Yeast screening system reveals the inhibitory mechanism of cancer cell proliferation by benzyl isothiocyanate through down-regulation of Mis12


Benzyl isothiocyanate (BITC) is a naturally-occurring isothiocyanate derived from cruciferous vegetables. BITC has been reported to inhibit the proliferation of various cancer cells, which is believed to be important for the inhibition of tumorigenesis. However, the detailed mechanisms of action remain unclear. In this study, we employed a budding yeast Saccharomyces cerevisiae as a model organism for screening. Twelve genes including MTW1 were identified as the overexpression suppressors for the antiproliferative effect of BITC using the genome-wide multi-copy plasmid collection for S. cerevisiae. Overexpression of the kinetochore protein Mtw1 counteracts the antiproliferative effect of BITC in yeast.

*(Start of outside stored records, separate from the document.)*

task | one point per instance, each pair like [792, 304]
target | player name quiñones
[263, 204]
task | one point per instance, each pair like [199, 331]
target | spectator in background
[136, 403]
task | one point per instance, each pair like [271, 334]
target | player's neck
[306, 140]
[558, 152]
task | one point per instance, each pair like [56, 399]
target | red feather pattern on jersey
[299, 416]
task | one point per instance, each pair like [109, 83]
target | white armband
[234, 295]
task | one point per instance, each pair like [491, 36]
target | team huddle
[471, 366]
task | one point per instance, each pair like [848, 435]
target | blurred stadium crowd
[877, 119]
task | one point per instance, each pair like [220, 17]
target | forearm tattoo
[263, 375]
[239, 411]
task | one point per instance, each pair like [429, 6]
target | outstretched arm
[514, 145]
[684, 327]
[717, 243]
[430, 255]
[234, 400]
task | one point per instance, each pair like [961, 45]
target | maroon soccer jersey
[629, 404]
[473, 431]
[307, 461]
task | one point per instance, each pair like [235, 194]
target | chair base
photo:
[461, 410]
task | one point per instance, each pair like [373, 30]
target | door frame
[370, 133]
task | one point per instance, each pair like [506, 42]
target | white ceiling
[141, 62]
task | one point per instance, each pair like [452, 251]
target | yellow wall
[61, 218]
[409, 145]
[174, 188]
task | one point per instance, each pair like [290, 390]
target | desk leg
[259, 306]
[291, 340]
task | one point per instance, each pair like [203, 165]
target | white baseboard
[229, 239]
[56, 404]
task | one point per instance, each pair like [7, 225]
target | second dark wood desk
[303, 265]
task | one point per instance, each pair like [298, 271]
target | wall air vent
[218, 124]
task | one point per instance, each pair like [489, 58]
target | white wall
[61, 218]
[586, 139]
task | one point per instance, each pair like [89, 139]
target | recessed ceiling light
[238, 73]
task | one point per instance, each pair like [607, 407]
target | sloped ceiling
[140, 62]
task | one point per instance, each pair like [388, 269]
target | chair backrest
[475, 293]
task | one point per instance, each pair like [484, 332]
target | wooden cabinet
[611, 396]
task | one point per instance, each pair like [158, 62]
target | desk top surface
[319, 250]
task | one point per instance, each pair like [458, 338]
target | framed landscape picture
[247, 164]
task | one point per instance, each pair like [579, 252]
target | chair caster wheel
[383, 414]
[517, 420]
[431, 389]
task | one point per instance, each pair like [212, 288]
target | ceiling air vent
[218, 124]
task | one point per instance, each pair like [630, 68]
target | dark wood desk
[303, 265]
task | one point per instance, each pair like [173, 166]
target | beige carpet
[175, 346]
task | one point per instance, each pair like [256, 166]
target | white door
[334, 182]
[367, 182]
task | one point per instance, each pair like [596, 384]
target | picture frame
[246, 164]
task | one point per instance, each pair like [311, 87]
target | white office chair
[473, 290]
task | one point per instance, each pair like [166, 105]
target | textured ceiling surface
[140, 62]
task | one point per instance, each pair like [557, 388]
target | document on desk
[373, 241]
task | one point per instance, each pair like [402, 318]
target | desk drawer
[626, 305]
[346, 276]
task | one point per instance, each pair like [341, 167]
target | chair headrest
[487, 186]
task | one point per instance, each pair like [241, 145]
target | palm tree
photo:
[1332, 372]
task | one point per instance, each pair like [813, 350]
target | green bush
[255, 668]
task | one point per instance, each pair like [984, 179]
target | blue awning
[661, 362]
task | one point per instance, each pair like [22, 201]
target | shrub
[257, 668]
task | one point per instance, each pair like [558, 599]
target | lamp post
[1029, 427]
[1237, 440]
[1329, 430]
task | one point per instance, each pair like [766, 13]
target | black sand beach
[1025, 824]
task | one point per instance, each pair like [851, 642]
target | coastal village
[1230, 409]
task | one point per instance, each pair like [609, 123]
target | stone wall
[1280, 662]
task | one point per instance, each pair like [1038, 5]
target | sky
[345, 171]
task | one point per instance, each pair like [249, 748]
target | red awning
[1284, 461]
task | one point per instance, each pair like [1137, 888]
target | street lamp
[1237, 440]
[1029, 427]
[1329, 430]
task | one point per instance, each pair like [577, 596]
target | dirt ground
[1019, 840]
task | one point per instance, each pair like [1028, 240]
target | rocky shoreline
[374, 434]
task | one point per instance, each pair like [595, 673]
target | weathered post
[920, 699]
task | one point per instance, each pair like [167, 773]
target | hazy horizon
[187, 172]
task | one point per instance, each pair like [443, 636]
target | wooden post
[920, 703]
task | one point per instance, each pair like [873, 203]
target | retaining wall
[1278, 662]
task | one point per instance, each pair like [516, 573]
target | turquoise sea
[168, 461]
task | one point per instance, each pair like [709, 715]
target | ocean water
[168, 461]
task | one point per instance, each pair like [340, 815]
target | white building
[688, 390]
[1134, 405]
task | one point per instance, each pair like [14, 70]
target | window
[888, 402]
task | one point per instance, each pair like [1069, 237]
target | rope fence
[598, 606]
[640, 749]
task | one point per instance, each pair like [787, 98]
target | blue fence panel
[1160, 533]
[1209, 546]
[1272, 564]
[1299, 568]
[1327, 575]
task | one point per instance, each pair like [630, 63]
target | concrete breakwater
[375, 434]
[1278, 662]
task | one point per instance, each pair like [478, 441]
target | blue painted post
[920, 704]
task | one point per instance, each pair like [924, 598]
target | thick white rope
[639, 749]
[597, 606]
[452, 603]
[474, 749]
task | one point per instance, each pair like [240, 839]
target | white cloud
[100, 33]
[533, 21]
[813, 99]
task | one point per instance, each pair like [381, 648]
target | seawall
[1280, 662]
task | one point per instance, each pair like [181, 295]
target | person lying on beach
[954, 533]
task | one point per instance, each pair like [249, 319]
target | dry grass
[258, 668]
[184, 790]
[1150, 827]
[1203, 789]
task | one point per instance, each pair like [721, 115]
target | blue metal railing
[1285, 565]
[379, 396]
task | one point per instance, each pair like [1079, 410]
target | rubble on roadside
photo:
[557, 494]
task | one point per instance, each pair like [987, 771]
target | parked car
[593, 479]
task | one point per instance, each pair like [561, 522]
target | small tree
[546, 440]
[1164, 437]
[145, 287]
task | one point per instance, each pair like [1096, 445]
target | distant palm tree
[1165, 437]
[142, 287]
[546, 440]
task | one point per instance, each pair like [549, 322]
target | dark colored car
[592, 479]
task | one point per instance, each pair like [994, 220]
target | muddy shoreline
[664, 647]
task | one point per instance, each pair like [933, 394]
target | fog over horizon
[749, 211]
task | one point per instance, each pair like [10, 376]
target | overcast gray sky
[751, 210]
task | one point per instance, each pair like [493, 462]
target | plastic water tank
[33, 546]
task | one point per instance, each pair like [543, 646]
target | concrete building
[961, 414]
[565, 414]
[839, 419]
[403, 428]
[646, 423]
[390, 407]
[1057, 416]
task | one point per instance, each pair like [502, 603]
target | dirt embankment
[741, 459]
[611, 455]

The inhibitory effect of BITC on the proliferation of human colon cancer HCT-116 cells was consistently suppressed by the overexpression of Mis12, a human orthologue of Mtw1, and enhanced by the knockdown of Mis12. We also found that BITC increased the phosphorylated and ubiquitinated Mis12 level with consequent reduction of Mis12, suggesting that BITC degrades Mis12 through an ubiquitin-proteasome system. Furthermore, cell cycle analysis showed that the change in the Mis12 level affected the cell cycle distribution and the sensitivity to the BITC-induced apoptosis. These results provide evidence that BITC suppresses cell proliferation through the post-transcriptional regulation of the kinetochore protein Mis12.